As scoundrels tend to reuse numbers and emails as “support” contacts, you can search them on Google. When they appear on a totally different site, be sure you’re facing a blatant scam.
4. Payments via payment systems that does not support refunds
This scam indicator is complementary, as there are a whole lot of benign services using direct bank transfers, CashApp, Venmo or similar payment systems. All of them though have the same pitfall I’ve already mentioned above: they do not suppose any refunds. And this is what attracts scammers – once you paid for the order, nothing will help you to get the money back.
Some websites may also offer payments in crypto, which is even less controllable than aforementioned payment methods. While cryptocurrency payments expand their presence slowly, they still remain a beloved bay for different scammers.
5. Items’ images are sourced from another page
As frauds are unlikely to have any real items, they cannot make unique images. Thus their option is to hijack these images elsewhere. When scams market the same items on different sites, you can find such images on similarly-designed scam pages. By reverse image searching on Google, you can prove whether the image is unique or not.

Image duplicates on another scam site, as well as on Amazon and Walmart sites
6. Design repeats the one of a different page
Frauds do not steal only pics. As frauds may parasite on the same topic repeatedly, they use the same site design under the new web-address, and voila – a new scam is ready to rock-n-roll! In some cases, reverse image search advice from the previous paragraph may lead you to the copy of the original site. It allows you to unveil such frauds particularly easy, but scammers who stand behind them never aim at cautious users.
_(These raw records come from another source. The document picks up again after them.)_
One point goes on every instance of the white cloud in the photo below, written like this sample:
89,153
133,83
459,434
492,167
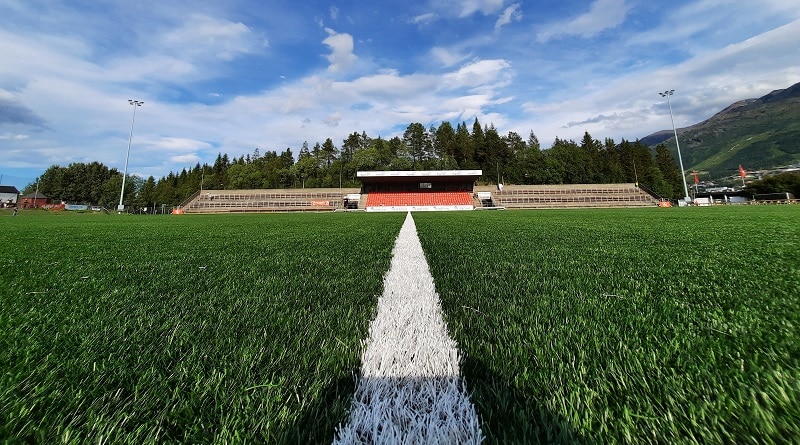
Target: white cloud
447,57
341,45
190,158
202,36
480,74
603,14
510,13
423,18
469,7
13,137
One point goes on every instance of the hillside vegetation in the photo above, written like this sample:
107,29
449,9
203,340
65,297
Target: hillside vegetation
758,134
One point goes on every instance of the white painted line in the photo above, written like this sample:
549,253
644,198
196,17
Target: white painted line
410,390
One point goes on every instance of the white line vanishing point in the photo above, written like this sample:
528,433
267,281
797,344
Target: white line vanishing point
410,391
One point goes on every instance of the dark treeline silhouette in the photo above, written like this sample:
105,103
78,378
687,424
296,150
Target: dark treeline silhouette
506,158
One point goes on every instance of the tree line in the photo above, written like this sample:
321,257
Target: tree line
503,158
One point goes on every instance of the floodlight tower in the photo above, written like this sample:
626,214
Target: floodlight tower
667,94
135,103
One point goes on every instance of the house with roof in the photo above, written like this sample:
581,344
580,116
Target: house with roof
8,196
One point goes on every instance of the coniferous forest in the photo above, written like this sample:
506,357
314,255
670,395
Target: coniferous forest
509,158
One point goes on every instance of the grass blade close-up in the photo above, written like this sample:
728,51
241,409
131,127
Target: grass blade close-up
206,329
575,326
625,326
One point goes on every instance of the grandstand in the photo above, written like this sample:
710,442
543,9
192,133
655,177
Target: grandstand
565,196
401,191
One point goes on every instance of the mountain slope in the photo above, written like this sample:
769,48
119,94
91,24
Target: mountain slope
755,133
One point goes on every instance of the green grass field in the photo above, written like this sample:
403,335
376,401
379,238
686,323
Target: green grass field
600,326
643,326
199,329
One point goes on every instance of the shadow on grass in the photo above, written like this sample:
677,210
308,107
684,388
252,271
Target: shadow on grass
512,415
319,419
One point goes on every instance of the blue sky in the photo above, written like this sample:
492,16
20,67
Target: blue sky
227,77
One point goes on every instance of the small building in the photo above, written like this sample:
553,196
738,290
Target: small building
33,200
8,196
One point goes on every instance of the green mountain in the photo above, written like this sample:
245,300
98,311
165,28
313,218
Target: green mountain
757,134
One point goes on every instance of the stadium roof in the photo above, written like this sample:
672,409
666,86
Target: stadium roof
416,175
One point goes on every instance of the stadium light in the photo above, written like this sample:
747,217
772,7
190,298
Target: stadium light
135,103
667,94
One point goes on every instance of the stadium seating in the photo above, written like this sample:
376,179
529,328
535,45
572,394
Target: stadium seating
570,196
285,200
444,200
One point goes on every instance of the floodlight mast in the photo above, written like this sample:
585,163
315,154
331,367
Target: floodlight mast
667,94
135,103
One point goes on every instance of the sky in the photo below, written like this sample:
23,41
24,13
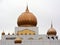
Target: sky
44,10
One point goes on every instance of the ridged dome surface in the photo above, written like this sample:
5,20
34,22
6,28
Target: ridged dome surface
27,19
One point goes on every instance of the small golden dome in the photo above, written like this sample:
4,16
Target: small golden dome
51,31
12,33
18,40
8,33
27,19
3,33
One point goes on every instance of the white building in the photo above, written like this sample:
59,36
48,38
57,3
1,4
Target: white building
27,33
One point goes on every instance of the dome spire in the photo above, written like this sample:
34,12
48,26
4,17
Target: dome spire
27,10
51,24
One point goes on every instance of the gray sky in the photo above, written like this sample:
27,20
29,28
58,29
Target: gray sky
44,10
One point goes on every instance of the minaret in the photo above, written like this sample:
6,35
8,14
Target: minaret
51,31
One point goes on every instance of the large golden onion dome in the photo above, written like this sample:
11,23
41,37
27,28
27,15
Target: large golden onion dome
27,19
51,31
18,40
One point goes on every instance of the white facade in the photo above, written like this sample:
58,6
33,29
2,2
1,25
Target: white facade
36,39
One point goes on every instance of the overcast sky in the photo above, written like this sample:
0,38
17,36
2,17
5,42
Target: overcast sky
44,10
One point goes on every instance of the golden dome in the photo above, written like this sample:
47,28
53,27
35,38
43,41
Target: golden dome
27,19
8,33
18,40
51,31
3,33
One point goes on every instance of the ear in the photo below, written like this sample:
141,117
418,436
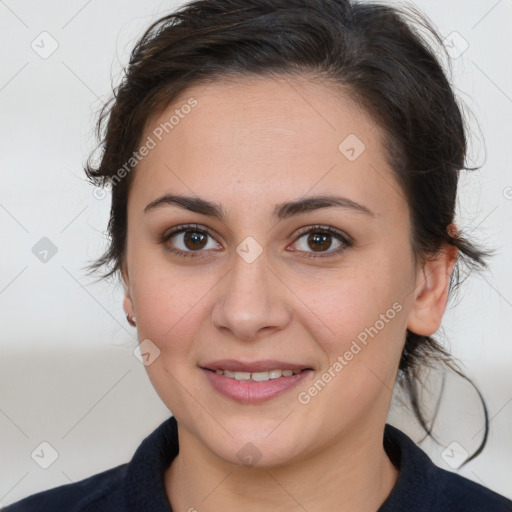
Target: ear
431,290
127,300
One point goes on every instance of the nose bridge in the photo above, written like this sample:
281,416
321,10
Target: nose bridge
250,299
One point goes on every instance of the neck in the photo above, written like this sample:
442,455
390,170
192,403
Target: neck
354,473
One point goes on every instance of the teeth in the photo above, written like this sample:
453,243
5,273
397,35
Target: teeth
258,376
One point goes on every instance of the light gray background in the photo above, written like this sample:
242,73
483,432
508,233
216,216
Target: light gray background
68,375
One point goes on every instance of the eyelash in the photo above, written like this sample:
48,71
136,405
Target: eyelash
318,229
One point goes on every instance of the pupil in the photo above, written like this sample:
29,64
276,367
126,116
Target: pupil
319,241
195,238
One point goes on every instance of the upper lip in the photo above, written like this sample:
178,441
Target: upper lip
252,366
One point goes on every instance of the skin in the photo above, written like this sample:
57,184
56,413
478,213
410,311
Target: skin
249,145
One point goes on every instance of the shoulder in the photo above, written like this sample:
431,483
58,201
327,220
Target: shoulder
424,487
459,493
101,492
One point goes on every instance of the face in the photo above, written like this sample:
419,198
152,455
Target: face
259,282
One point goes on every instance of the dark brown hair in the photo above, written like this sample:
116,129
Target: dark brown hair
380,55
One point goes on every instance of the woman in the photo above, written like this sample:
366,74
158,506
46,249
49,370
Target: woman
283,178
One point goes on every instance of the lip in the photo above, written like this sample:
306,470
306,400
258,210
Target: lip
233,365
252,392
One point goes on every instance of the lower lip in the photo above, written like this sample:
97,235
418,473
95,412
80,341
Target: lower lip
249,391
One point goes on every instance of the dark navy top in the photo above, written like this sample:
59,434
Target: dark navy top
138,486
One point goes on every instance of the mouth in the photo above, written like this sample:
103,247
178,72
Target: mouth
258,376
254,382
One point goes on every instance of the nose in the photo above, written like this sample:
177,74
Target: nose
251,301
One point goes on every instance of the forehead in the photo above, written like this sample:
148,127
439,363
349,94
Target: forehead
264,139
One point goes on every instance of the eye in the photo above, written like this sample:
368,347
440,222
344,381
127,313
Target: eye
188,240
320,239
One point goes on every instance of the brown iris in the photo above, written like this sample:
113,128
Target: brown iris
320,241
196,239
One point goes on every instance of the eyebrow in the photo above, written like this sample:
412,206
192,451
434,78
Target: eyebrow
281,211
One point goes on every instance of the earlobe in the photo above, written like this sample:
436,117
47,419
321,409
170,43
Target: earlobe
431,292
127,300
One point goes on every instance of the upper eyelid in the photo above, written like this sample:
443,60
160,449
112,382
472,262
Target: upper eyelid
298,234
Example of scam sites that duplicate each others’ design
Frequently Asked Questions about the Morningfier.com Scam
- Contact your bank or card provider and ask about chargeback options.
- Save screenshots, receipts, tracking numbers, and emails as evidence.
- Change reused passwords and enable two-factor authentication on important accounts.
- Watch for follow-up phishing emails pretending to offer refunds or delivery updates.